No, no, you are not thinking, you are just being logical.
—Niels Bohr (Frisch, 1979).
1 Introduction
1.1 Toward a rigorous but more user-friendly logic
Formal logic offers rules for how to reason in a watertight, step-by-step manner to derive indisputable conclusions from a given set of starting assumptions. It is a great tool but typically not very user friendly. Here, I present a review of attempts to make it more ergonomic without sacrificing its rigor. I discuss two important solutions: existential graphs (particularly interesting because a precursor of them inspired a more general “iconic mathematics”) and concept diagrams (particularly interesting because they inspired behavioral experiments). To my knowledge, no behavioral scientists have been involved in designing these behavioral experiments, but I argue that it would have been good—and still is—to get experts on perception and cognition on board. By uncovering the logician’s typical psychological profile, I explain why most logicians seem to underappreciate the need for a more ergonomic kind of logic, just like most mathematicians seem to underappreciate the need for a more ergonomic mathematics (Kramer, 2022). I refer to gene expression to explain why many otherwise intelligent people are poor logicians and why, particularly for them, iconic logic is a better tool than is symbolic logic.
1.2 Icons versus symbols
Logic is expressed with the help of signs. A sign is something that stands for something else. According to Charles Sanders Peirce, one of the founders of semiotics (the study of signs) a sign is either a token or a type of tokens (Nöth, 1990; Peirce, 1992). A token stands for an instance (e.g., a particular woman) of a type of tokens (the set of women in general). According to Peirce, a sign is also either an index, icon, or symbol (Nöth, 1990; Peirce, 1992). An index directs attention to what it stands for, like smoke to fire or a finger to what it points at. An icon resembles what it stands for, like a picture of a train resembles a train, the word “splash” the sound of a splash, and six dots on a die a quantity of six. A symbol refers to what it stands for by an arbitrary convention or chance association, like for no apparent reason “+” means “plus,” “∴” means “therefore,” and “6” and “six” a quantity of six again.
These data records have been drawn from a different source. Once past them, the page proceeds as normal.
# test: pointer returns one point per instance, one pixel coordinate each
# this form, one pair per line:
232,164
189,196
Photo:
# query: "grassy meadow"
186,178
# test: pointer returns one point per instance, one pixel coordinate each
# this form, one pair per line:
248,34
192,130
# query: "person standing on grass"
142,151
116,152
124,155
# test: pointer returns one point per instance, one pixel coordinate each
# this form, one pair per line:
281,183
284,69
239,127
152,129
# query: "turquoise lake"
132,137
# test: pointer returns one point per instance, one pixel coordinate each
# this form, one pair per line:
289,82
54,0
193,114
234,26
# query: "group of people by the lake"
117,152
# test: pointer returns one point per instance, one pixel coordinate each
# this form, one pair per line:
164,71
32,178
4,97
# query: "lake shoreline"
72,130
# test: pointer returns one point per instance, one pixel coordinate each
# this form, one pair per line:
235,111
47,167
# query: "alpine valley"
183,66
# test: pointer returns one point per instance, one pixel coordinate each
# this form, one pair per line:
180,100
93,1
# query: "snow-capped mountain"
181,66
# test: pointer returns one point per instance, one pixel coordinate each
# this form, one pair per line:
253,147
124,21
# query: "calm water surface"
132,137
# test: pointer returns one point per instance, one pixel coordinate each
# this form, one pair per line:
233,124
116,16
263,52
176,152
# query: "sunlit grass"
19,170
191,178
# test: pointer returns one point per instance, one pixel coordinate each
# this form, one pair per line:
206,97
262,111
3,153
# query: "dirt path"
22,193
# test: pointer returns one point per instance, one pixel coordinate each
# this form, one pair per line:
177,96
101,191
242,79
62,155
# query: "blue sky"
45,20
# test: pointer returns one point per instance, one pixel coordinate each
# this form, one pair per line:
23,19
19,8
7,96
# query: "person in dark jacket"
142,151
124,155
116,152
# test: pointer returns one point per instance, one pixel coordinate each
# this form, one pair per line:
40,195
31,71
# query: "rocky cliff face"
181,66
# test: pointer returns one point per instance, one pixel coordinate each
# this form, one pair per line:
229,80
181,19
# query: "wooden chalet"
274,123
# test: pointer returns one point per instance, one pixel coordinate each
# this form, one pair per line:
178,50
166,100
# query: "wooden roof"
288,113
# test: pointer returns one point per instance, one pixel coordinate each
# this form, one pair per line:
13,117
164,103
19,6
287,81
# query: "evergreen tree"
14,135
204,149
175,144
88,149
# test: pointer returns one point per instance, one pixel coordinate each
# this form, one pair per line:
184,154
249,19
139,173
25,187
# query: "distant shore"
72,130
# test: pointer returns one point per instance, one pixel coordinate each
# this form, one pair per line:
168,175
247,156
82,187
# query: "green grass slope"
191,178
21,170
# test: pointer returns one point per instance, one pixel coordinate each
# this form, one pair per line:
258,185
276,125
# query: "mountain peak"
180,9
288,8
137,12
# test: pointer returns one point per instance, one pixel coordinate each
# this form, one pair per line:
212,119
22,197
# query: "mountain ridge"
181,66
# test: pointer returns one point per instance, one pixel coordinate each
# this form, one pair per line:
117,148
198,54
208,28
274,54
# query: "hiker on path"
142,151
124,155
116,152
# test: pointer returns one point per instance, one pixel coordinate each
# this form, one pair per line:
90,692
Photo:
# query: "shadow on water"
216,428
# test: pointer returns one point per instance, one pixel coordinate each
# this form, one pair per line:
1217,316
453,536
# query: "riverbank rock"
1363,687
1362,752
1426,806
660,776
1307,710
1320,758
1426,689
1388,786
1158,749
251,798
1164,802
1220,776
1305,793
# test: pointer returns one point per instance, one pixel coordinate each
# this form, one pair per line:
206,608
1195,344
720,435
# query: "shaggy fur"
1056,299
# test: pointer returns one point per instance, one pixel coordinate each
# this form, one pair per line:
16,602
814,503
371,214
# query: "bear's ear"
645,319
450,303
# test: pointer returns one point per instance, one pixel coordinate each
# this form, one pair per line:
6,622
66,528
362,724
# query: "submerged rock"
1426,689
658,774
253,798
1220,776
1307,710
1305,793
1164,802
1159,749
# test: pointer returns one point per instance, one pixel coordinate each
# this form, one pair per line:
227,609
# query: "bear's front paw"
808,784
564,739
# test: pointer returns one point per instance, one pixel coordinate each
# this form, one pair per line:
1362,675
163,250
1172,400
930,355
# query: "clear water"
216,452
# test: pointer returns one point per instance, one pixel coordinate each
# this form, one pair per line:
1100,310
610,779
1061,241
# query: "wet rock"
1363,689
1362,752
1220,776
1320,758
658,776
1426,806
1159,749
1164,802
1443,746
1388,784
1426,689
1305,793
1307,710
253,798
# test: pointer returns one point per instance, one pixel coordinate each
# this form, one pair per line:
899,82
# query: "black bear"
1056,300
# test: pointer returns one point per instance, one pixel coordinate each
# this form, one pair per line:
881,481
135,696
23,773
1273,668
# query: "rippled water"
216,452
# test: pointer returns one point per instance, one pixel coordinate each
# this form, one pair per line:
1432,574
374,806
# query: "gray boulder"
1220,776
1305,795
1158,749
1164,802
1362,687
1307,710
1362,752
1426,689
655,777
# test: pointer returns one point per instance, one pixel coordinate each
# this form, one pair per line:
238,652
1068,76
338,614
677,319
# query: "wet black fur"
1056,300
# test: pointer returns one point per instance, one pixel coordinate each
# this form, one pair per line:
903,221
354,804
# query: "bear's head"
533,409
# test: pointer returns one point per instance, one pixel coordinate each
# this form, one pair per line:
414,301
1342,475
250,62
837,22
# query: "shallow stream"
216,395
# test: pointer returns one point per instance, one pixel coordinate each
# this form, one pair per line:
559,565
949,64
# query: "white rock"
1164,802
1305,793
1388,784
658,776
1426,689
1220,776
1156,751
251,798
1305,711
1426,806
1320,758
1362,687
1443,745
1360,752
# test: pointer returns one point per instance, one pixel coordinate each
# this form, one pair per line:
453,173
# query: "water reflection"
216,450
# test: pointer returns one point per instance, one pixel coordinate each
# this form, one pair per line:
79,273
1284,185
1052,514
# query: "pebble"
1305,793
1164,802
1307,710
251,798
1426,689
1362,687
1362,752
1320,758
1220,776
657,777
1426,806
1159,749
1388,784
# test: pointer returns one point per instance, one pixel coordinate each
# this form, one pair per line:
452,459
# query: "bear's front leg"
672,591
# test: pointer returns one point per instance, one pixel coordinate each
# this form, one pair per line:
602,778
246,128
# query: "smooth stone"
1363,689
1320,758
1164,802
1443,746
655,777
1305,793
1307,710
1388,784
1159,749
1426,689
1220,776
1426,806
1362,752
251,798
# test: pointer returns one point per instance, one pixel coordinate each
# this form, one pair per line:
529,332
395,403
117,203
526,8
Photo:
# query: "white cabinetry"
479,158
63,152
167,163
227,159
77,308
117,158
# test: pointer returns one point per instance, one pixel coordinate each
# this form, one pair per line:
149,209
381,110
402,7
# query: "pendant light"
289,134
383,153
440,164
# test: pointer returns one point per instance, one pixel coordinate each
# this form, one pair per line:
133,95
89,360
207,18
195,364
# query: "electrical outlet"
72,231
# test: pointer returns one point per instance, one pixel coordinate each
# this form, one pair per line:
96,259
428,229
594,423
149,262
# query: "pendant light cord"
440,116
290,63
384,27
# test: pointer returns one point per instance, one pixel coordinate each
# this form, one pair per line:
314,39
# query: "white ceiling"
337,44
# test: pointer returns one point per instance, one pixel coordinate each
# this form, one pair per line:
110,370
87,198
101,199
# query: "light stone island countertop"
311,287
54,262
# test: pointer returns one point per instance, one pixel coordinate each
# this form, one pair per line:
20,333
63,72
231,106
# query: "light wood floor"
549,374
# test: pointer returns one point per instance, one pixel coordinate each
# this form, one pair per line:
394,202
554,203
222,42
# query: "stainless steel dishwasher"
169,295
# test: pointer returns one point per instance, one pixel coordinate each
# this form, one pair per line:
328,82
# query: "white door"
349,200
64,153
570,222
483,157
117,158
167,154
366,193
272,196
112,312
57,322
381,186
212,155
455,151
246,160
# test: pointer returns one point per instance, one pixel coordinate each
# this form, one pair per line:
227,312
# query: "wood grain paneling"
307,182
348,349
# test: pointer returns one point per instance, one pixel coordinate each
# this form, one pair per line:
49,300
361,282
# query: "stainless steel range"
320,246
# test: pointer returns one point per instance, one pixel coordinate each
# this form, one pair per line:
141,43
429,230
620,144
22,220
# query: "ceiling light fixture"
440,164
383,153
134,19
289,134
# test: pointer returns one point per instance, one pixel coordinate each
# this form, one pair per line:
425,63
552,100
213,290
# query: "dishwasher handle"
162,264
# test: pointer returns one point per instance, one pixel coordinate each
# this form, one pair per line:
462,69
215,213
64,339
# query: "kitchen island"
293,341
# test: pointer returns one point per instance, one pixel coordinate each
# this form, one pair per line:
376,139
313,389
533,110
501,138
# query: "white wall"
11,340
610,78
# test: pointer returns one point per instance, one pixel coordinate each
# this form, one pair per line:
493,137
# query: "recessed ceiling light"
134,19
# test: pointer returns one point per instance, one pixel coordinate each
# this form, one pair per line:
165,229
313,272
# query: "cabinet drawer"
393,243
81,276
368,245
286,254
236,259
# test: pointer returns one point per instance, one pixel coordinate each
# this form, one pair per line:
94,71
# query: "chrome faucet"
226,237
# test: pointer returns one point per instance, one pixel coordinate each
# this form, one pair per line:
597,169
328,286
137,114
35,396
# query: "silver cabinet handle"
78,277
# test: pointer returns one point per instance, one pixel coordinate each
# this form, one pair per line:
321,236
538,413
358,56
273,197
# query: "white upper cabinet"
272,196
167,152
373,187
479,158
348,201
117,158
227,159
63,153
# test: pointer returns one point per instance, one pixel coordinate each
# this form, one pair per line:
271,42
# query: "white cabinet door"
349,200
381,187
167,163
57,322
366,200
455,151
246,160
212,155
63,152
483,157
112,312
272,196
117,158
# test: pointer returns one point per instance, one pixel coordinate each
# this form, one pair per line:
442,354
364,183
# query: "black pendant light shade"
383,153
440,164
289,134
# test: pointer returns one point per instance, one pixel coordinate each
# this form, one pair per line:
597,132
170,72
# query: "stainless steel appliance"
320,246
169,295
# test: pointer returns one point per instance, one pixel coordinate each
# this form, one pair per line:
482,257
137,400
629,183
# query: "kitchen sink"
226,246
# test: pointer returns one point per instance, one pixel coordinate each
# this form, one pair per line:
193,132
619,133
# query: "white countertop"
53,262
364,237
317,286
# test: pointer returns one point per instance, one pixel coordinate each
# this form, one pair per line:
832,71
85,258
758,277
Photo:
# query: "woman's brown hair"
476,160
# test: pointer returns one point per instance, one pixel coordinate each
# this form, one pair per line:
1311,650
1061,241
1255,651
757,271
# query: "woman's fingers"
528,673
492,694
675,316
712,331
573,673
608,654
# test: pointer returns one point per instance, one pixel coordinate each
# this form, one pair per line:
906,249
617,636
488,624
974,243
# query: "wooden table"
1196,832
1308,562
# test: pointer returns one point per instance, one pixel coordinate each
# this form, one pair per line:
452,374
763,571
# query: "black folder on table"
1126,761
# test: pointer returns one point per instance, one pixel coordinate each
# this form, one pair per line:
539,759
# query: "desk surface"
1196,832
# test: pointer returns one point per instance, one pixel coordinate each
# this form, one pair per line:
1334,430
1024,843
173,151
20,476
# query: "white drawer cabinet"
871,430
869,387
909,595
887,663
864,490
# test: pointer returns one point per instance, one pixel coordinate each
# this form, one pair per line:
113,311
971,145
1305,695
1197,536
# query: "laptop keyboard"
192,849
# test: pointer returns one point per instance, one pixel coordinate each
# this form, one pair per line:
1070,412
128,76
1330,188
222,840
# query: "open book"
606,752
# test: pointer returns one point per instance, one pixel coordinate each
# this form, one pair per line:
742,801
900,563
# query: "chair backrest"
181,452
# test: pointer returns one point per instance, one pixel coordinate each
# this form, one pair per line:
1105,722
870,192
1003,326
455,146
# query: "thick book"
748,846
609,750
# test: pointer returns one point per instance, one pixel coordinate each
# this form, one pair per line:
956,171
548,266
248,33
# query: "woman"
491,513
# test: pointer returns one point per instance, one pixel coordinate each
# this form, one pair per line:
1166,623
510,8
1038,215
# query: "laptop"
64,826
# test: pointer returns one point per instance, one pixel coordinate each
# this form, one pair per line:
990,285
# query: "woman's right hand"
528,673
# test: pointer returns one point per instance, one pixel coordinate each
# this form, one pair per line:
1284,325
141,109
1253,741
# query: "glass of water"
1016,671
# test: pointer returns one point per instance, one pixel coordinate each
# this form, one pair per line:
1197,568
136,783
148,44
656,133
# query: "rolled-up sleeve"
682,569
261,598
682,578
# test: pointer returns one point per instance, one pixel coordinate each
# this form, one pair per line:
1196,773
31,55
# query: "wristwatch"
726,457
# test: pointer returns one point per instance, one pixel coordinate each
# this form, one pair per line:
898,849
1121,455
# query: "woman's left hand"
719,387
The extent to which a sign is an index, icon, or symbol is a matter of degree. The more a sign is a symbol, the less intuitive, harder to remember, and less reader-friendly it is. Ironically, rather than on icons or indices, formal logic relies most heavily on precisely this kind of signs. Many symbols, moreover, are assigned only a temporary meaning that can change from context to context. The letters x and y, for example, may stand for “ewes” and “rams” in one context but for, say, “midgets” and “elves” in another. Especially when there are many of them, symbols burden readers’ memory more than do other signs. Symbolic logic is therefore typically only used by experts with, as I shall argue later, particularly strong memories of exactly the right type.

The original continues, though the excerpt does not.